A. Judul " Upaya Meningkatkan Hasil Belajar Siswa Dalam Menyelesaikan Soal Cerita Pada Materi Pertidaksamaan Kuadrat Melalui Model Pembelajaran Kooperatif Tipe STAD di Kelas X-5 di SMA Borneo Bengkayang "

B. Latar Belakang Masalah

Pendidikan Matematika sebagai bagian integral dari sistem pendidikan Nasional diajarkan pada setiap jenjang pendidikan. Hal ini mengingat pentingnya peranan matematika baik aspek penalarannya maupun aspek penerapannya dalam rangka penguasaan ilmu dan teknologi. Selain itu matematika juga merupakan pengetahuan dasar yang sangat dibutuhkan untuk mempelajari berbagai cabang ilmu pengetahuan lainnya. Oleh Karena itulah matematika telah diajarkan sebagai salah satu mata pelajaran mulai di jenjang pendidikan dasar.

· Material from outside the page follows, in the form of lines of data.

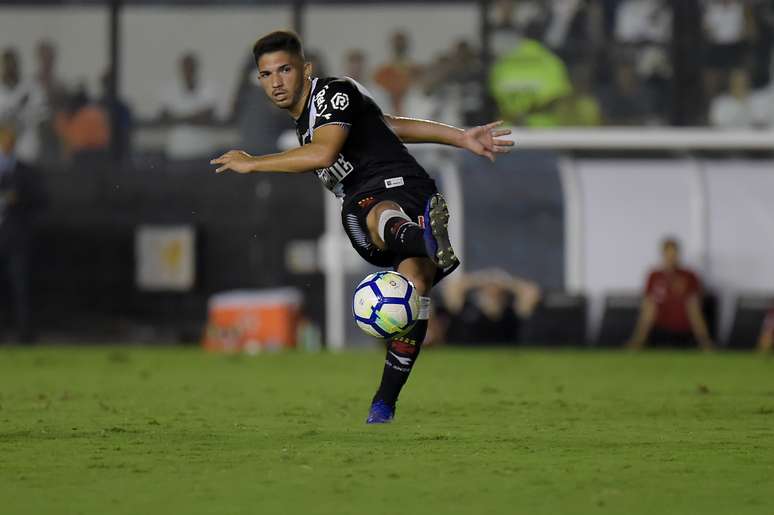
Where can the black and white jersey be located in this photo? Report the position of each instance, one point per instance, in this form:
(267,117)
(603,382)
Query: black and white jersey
(373,157)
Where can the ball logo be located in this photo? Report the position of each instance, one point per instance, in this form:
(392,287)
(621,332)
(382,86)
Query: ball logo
(340,101)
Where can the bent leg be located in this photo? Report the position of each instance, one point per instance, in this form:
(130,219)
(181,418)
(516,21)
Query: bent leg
(403,351)
(391,228)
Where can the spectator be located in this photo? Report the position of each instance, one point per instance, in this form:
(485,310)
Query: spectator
(119,116)
(510,21)
(766,340)
(733,110)
(643,21)
(465,78)
(627,102)
(397,76)
(643,31)
(527,82)
(726,28)
(671,312)
(485,307)
(84,127)
(569,29)
(19,200)
(581,108)
(55,96)
(22,101)
(260,123)
(188,106)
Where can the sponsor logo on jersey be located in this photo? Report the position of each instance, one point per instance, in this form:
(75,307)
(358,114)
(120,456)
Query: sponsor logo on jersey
(340,101)
(393,182)
(403,347)
(403,361)
(332,175)
(366,202)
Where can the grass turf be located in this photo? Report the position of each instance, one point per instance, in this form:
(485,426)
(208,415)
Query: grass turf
(140,430)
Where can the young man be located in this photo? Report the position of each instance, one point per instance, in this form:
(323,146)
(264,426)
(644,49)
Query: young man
(671,313)
(392,211)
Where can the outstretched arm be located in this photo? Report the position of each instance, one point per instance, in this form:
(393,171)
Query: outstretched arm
(484,140)
(320,153)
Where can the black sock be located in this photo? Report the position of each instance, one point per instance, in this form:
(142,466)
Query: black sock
(404,237)
(402,353)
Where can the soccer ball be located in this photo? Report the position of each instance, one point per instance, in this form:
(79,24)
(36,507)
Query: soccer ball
(385,305)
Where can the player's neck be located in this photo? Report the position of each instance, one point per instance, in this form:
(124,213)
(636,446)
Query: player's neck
(296,110)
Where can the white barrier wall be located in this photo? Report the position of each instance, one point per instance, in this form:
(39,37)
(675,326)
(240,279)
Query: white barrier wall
(721,210)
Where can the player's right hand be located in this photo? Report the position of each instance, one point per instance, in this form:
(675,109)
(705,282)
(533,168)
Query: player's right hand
(235,160)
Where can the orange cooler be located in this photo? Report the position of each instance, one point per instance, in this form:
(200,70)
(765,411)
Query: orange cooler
(252,320)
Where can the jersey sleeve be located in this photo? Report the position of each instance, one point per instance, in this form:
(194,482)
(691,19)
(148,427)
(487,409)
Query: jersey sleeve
(693,284)
(337,103)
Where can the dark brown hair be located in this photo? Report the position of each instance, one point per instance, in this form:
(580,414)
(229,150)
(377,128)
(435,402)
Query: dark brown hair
(278,41)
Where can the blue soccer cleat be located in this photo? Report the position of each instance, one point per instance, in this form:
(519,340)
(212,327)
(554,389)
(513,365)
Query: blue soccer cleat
(381,413)
(436,233)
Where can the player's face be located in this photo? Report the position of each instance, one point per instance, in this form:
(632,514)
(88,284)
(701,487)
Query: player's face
(282,77)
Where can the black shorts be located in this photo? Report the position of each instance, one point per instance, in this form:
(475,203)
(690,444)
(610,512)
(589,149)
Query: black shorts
(412,197)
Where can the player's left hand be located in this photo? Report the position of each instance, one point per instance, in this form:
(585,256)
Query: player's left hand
(485,140)
(236,160)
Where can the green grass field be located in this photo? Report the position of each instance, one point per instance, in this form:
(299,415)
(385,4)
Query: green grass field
(116,430)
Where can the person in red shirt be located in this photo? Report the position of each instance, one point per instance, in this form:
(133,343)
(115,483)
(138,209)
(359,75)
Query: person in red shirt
(671,310)
(766,340)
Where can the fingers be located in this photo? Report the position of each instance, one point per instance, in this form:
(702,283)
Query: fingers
(490,126)
(503,142)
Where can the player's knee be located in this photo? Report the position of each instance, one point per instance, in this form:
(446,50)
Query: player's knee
(421,273)
(375,218)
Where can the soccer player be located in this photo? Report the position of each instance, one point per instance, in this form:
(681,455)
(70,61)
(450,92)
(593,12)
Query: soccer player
(391,210)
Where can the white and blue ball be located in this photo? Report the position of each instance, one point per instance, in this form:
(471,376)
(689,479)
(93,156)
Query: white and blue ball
(385,305)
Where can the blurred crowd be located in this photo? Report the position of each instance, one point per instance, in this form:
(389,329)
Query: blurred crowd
(557,63)
(612,62)
(553,63)
(492,307)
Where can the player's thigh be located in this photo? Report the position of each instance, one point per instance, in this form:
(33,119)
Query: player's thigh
(372,220)
(420,271)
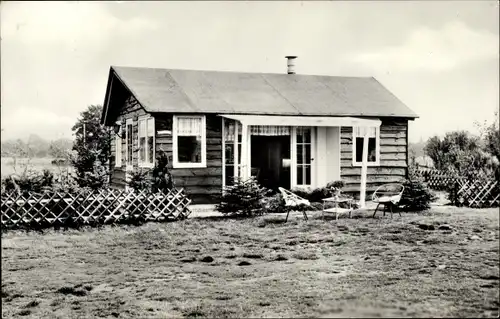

Menurut Hudoyo (1988:6), “Bagi guru matematika, penguasaan materi saja belum cukup untuk dapat membawa siswa berpartisipasi secara intelektual dalam belajar. Guru matematika seyogyanya memahami teori belajar sehingga belajar matematika menjadi bermakna bagi siswa”. Demikian pula Yusmin (1996:5) mengatakan bahwa “Teori-teori belajar dapat dimanfaatkan untuk mengetahui kesiapan siswa, memotivasi dan mengetahui struktur materi pelajaran yang sesuai dengan tahap perkembangan siswa”. Berdasarkan kedua pernyataan tersebut dapat disimpulkan bahwa agar dapat mengelola kegiatan belajar mengajar yang mengutamakan keaktifan siswa, guru harus mampu memahami dan menerapkan teori-teori belajar yang dikemukakan oleh para ahli.

C. Perumusan Masalah

Masalah umum dalam penelitian ini adalah “ Bagaimanakah meningkatkan hasil belajar siswa dalam menyelesaikan soal cerita pada materi Pertidaksamaan Kuadrat melalui pembelajaran kooperatif tipe STAD (Student Team Achievement Divition) di SMA Borneo Bengkayang “

Adapun permasalahan umum diatas dibagi menjadi sub-sub masalah sebagai berikut:

1. Bagaimanakah hasil belajar siswa dalam menyelesaikan soal cerita pada materi Pertidaksamaan Kuadrat sebelum pembelajaran model STAD

2. Bagaimanakah hasil belajar siswa dalam menyelesaikan soal cerita pada materi Pertidaksamaan Kuadrat sesudah pembelajaran model STAD

3. Apakah terdapat peningkatan hasil belajar siswa dalam menyelesaikan soal cerita pada materi pertidaksamaan kuadrat melalui model pembelajaran kooperatif tipe STAD.

D. Tujuan Penelitian

Tujuan dalam penelitian ini adalah untuk meningkatkan hasil belajar siswa dalam menyelesaikan soal cerita pada materi Pertidaksamaan Kuadrat melalui pembelajaran model STAD

E. Manfaat Penelitian

1. Bagi Guru:

a. Penelitian ini bagi guru bermanfaat untuk menambah variasi metode dalam proses kegiatan belajar mengajar di kelas.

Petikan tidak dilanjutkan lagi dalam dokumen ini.